On the voltage dependence of the mitochondrial permeability transition pore. A critical appraisal

Abstract

The mitochondrial permeability transition pore, a cyclosporin A-sensitive channel, can be opened by the addition of protonophoric uncouplers such as carbonyl cyanide p-trifluoromethoxyphenylhydrazone (FCCP) after energy-dependent accumulation of Ca2+. We have proposed that the relevant effect of FCCP on the pore is membrane depolarization, suggesting that this channel is voltage-dependent (Bernardi, P. (1992) J. Biol. Chem. 267, 8334-8339). Here, we reconsider this hypothesis in the light of recent observations suggesting that increased production of reactive oxygen species and/or direct effects of FCCP, rather than membrane depolarization, could be the actual triggers of the FCCP-dependent permeability transition.
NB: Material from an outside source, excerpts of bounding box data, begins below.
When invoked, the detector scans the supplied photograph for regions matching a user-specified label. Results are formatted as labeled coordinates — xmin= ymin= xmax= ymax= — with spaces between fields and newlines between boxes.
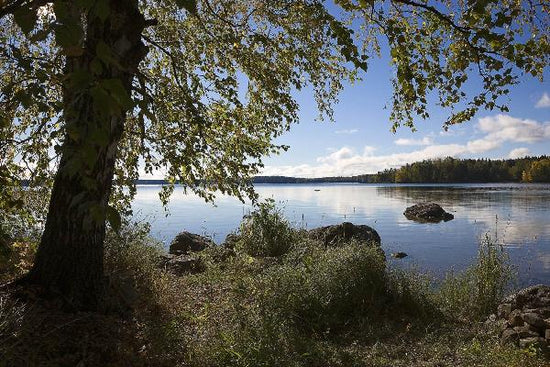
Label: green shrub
xmin=236 ymin=199 xmax=296 ymax=257
xmin=104 ymin=222 xmax=164 ymax=309
xmin=436 ymin=234 xmax=513 ymax=320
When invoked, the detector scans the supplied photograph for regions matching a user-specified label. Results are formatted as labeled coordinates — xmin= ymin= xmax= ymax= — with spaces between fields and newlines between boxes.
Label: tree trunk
xmin=26 ymin=0 xmax=147 ymax=310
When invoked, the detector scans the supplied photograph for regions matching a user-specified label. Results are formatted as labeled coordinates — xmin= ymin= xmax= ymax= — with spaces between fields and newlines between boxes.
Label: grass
xmin=0 ymin=207 xmax=549 ymax=367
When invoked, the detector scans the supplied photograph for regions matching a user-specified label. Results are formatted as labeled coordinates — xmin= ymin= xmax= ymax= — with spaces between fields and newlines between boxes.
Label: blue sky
xmin=262 ymin=53 xmax=550 ymax=177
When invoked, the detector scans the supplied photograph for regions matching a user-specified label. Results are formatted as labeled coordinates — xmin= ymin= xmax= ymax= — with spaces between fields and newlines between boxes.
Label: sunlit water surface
xmin=133 ymin=184 xmax=550 ymax=286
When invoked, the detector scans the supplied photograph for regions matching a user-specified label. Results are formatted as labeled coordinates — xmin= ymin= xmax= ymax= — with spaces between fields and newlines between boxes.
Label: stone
xmin=497 ymin=303 xmax=512 ymax=319
xmin=519 ymin=336 xmax=546 ymax=348
xmin=309 ymin=222 xmax=380 ymax=247
xmin=522 ymin=312 xmax=546 ymax=329
xmin=500 ymin=329 xmax=519 ymax=344
xmin=508 ymin=310 xmax=523 ymax=326
xmin=514 ymin=326 xmax=539 ymax=339
xmin=164 ymin=255 xmax=206 ymax=276
xmin=169 ymin=231 xmax=215 ymax=255
xmin=222 ymin=233 xmax=241 ymax=250
xmin=403 ymin=203 xmax=454 ymax=223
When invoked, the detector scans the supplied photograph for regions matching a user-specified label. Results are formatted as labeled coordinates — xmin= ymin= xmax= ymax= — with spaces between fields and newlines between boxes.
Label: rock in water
xmin=497 ymin=285 xmax=550 ymax=350
xmin=403 ymin=203 xmax=454 ymax=223
xmin=169 ymin=231 xmax=215 ymax=255
xmin=309 ymin=222 xmax=380 ymax=246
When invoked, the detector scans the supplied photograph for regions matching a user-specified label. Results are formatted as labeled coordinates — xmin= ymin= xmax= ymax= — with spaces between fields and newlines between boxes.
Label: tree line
xmin=254 ymin=155 xmax=550 ymax=183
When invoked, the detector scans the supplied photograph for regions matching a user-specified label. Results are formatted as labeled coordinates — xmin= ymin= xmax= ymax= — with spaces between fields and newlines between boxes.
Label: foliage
xmin=104 ymin=220 xmax=167 ymax=306
xmin=236 ymin=200 xmax=296 ymax=257
xmin=0 ymin=0 xmax=549 ymax=209
xmin=0 ymin=189 xmax=48 ymax=283
xmin=522 ymin=158 xmax=550 ymax=182
xmin=438 ymin=234 xmax=513 ymax=320
xmin=0 ymin=218 xmax=547 ymax=367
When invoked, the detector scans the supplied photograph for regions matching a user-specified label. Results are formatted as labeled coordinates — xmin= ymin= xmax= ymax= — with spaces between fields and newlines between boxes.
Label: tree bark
xmin=25 ymin=0 xmax=147 ymax=310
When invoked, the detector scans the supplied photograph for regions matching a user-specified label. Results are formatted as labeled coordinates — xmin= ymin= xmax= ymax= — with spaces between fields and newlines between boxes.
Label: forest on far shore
xmin=254 ymin=155 xmax=550 ymax=183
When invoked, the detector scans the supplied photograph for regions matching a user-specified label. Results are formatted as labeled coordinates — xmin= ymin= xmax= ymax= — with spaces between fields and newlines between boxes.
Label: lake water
xmin=133 ymin=184 xmax=550 ymax=286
We show that although reactive oxygen species can contribute to the permeability transition, pore opening by FCCP can still be observed under strict anaerobiosis after ATP-dependent Ca2+ accumulation and that the permeability transition can be induced by the addition of valinomycin to respiring mitochondria treated with nigericin in low potassium medium. In this system, pore opening in increasing fractions of mitochondria depends on the concentration of valinomycin, i.e. on the magnitude of the potassium current that determines the extent of membrane depolarization. We conclude that the permeability transition pore is directly modulated by the membrane potential in intact isolated rat liver mitochondria.